GLINTON: Krebs says this kept millennials out of the car market. But that's changing. In 2011, Krebs says millennials were 20 percent of the market. They're about 30 now. They'll be 40 percent of the market before the next decade if current trends continue. Growing older also is beginning to mean buying a house in the suburbs, says Svenja Gudell, the chief economist with Zillow.
SVENJA GUDELL: When it comes time for millennials to actually purchase a home, oftentimes they choose suburbs over urban neighborhoods.
GLINTON: Zillow, by the way, is the real estate site. Gudell says millennials as a generation were scarred by the last Great Recession.
GUDELL: If you graduate into a recession, your lifetime earnings are likely to be lower than someone who doesn't graduate into a recession.
GLINTON: The car and housing surveys show that the result of that scarring is millennials are much more budget-conscious than their older siblings, Gen Xers, and their baby boomer parents. The recession acted kind of as a big pause button for many choices Gudell says millennials were already going to be slow to make.

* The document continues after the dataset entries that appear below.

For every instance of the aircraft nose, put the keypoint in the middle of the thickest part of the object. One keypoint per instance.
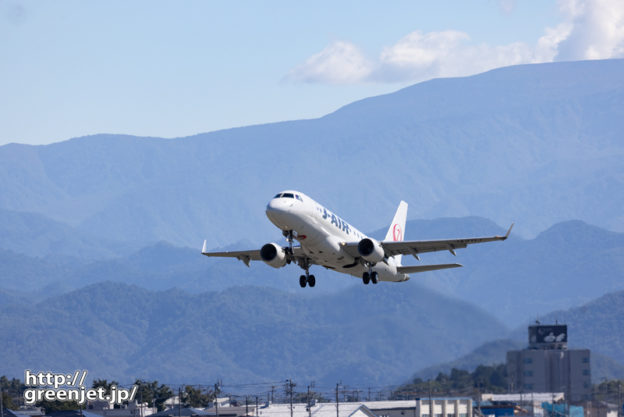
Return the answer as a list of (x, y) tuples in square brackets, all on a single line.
[(278, 211)]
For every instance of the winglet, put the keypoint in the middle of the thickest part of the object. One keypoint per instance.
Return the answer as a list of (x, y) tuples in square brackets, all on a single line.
[(508, 231)]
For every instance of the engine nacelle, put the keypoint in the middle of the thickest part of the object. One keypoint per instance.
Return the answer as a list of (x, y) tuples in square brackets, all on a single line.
[(371, 250), (273, 254)]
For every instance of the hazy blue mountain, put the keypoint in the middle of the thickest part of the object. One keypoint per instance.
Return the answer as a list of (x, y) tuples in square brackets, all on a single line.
[(36, 235), (569, 264), (361, 335), (597, 325), (492, 353), (535, 144)]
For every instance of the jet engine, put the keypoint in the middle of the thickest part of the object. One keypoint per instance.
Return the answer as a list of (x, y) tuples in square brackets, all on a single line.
[(273, 254), (370, 250)]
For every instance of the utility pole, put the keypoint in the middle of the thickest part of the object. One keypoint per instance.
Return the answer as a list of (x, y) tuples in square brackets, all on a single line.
[(290, 391), (620, 404), (337, 401), (217, 399), (431, 413)]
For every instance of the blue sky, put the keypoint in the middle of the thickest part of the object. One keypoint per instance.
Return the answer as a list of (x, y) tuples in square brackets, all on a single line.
[(171, 69)]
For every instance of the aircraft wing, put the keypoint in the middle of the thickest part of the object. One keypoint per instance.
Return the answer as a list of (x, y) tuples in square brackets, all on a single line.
[(416, 247), (425, 268), (243, 255)]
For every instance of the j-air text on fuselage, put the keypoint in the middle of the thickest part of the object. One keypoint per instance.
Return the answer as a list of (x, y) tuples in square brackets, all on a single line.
[(326, 239)]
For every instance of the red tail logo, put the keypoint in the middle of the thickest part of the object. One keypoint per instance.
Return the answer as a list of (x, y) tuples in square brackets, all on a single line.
[(397, 233)]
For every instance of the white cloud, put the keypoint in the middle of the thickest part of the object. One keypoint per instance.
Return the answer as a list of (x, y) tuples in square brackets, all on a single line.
[(449, 53), (597, 29), (339, 63), (590, 29)]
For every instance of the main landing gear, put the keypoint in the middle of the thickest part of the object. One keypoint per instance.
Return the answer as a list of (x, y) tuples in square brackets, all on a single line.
[(307, 279), (303, 262), (370, 277)]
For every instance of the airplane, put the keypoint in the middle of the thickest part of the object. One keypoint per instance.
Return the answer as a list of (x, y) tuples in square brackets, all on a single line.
[(327, 240)]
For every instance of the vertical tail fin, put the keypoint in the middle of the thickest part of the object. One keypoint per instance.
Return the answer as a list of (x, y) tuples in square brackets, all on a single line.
[(396, 232)]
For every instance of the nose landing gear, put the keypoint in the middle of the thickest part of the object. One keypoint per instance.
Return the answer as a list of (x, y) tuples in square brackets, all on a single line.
[(371, 276), (306, 279)]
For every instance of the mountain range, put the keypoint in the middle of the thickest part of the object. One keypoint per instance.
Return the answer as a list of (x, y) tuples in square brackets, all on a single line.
[(535, 144), (517, 280), (100, 236), (361, 335)]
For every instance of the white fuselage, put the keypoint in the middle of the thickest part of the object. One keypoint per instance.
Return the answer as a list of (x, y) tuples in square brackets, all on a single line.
[(320, 232)]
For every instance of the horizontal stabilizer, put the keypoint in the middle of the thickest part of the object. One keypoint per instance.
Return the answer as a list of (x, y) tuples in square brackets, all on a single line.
[(424, 268)]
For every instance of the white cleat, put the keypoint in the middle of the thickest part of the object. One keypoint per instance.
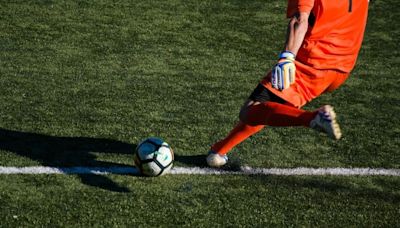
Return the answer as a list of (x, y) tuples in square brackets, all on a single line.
[(325, 121), (216, 160)]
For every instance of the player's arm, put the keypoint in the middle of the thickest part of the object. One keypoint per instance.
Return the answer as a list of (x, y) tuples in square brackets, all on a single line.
[(283, 73)]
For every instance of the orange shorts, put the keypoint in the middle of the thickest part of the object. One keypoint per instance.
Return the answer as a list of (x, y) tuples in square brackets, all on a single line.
[(309, 84)]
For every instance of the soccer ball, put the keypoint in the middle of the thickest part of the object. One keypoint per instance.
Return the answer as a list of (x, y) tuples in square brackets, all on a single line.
[(153, 157)]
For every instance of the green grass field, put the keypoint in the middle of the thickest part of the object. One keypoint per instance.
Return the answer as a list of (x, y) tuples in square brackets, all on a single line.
[(82, 82)]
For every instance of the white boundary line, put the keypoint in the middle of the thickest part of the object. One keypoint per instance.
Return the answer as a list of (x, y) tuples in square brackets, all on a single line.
[(301, 171)]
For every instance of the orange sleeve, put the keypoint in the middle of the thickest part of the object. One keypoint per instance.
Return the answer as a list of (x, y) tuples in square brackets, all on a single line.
[(295, 6)]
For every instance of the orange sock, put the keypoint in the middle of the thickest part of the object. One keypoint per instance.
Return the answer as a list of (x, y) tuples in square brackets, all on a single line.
[(278, 115), (268, 113), (241, 132)]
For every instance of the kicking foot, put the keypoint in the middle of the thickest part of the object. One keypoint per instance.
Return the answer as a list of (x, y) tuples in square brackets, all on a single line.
[(216, 160), (325, 121)]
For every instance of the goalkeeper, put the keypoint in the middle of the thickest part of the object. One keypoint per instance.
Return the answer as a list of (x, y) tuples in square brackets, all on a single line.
[(323, 41)]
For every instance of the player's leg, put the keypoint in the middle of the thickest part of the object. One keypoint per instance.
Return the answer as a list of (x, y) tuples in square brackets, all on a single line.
[(267, 108), (217, 155)]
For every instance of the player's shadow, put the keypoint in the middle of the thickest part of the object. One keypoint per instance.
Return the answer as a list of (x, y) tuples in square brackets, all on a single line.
[(191, 160), (67, 152)]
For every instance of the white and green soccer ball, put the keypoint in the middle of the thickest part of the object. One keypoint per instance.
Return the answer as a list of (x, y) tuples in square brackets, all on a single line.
[(153, 157)]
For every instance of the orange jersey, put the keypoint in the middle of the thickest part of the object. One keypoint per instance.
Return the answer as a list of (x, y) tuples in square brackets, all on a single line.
[(334, 40)]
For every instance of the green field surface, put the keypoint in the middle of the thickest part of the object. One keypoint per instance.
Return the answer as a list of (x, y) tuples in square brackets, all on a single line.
[(82, 82)]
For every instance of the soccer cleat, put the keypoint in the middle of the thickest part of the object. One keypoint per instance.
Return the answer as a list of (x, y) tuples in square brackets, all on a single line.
[(216, 160), (325, 121)]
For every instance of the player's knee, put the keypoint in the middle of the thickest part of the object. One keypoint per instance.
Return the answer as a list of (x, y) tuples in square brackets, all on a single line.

GUDELL: They end up dating for a longer amount of time before they actually end up getting married. And then we're seeing that the age at which women have kids has also gone up. And so instead of having children in your late 20s, you might start having kids when you're in your early 30s at this point.

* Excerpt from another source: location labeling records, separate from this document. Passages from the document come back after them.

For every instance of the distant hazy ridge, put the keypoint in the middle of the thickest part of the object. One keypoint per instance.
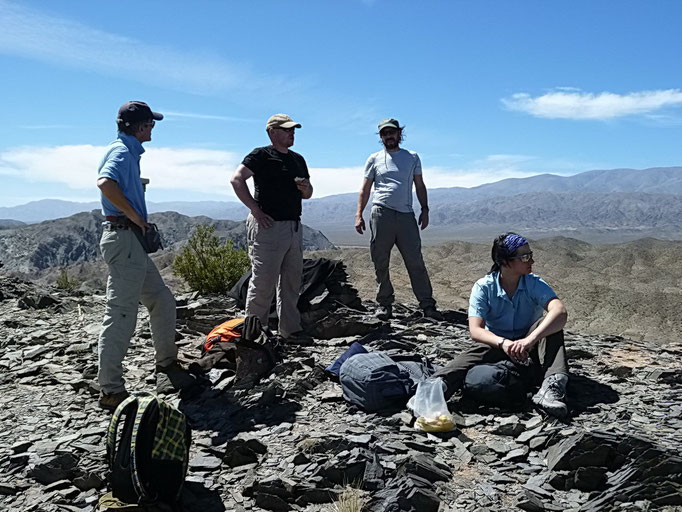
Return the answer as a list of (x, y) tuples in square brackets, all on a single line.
[(598, 206)]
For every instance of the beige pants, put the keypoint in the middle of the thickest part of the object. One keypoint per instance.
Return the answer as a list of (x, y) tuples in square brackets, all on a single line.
[(133, 278), (388, 228), (276, 265)]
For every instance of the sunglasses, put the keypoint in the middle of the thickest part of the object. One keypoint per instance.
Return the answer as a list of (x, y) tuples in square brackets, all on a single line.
[(525, 258)]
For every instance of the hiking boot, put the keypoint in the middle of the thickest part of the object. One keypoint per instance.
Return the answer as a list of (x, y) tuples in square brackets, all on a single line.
[(109, 402), (384, 312), (299, 338), (432, 312), (552, 394), (173, 377)]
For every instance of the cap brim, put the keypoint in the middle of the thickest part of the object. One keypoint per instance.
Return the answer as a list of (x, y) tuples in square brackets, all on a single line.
[(289, 124)]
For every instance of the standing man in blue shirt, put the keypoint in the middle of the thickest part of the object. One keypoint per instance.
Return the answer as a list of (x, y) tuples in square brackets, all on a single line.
[(133, 277), (393, 171), (506, 321)]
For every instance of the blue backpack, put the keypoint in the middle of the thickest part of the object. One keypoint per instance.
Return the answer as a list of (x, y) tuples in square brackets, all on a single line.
[(375, 383)]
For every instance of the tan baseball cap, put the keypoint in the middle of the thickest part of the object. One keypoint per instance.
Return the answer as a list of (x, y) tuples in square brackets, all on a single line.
[(389, 123), (281, 121)]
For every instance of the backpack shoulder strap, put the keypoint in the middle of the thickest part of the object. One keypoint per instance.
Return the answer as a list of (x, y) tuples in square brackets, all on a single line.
[(144, 404), (113, 427)]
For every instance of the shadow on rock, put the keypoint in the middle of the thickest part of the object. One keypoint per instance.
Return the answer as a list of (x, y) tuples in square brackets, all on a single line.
[(230, 412), (585, 393), (197, 498)]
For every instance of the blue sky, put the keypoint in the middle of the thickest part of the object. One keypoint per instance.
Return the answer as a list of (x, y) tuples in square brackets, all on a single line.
[(487, 90)]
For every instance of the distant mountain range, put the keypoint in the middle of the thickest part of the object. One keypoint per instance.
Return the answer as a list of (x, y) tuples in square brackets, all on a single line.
[(598, 206), (32, 248)]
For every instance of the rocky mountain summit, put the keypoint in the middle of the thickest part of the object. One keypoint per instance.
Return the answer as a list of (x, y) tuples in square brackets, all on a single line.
[(293, 443), (62, 242)]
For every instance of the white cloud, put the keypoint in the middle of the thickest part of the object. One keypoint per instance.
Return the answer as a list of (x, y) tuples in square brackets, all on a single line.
[(572, 104), (181, 170), (32, 34)]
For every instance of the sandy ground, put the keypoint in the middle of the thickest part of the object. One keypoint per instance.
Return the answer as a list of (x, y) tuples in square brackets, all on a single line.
[(632, 290)]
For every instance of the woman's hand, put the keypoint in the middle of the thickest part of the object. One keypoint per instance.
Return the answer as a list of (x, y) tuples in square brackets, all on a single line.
[(518, 350)]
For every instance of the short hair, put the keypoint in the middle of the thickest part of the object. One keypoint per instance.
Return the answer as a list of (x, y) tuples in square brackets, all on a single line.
[(500, 253)]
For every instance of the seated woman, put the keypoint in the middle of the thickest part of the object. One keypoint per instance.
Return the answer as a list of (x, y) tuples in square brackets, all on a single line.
[(506, 320)]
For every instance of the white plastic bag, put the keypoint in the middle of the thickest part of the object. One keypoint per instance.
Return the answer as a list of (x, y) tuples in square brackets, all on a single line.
[(430, 408)]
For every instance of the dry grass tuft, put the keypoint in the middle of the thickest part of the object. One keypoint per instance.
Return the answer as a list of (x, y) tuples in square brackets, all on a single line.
[(351, 500)]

GLINTON: Now, it's important to note that all millennials haven't given up their fixed-gear bikes and their downtown lofts. It's the oldest millennials who are entering a sort of key age, over 35. Now, depending on who you talk to, the oldest millennials are 37. As they cross that threshold Erich Merkle, an economist with Ford, says the group is buying SUVs - large ones. And the best-seller for millennials for Ford is their large SUV, the Explorer.
ERICH MERKLE: We expect them to carry on as they age with three-row SUVs and likely go larger simply because they need the space that - to accommodate children that are now teenagers or preteenagers.
GLINTON: This all seems good for the car companies, right? Well, Michelle Krebs, the auto analyst, says not so fast.
KREBS: We know that millennials will buy one car. Will they be like the baby boomers and have 2, 3 or more cars in the driveway, in the household fleet?
GLINTON: That's kind of the looming trillion-dollar question for the auto industry. Though as a Gen Xer, it's kind of fun to think millennials aren't that special. Sonari Glinton, NPR News.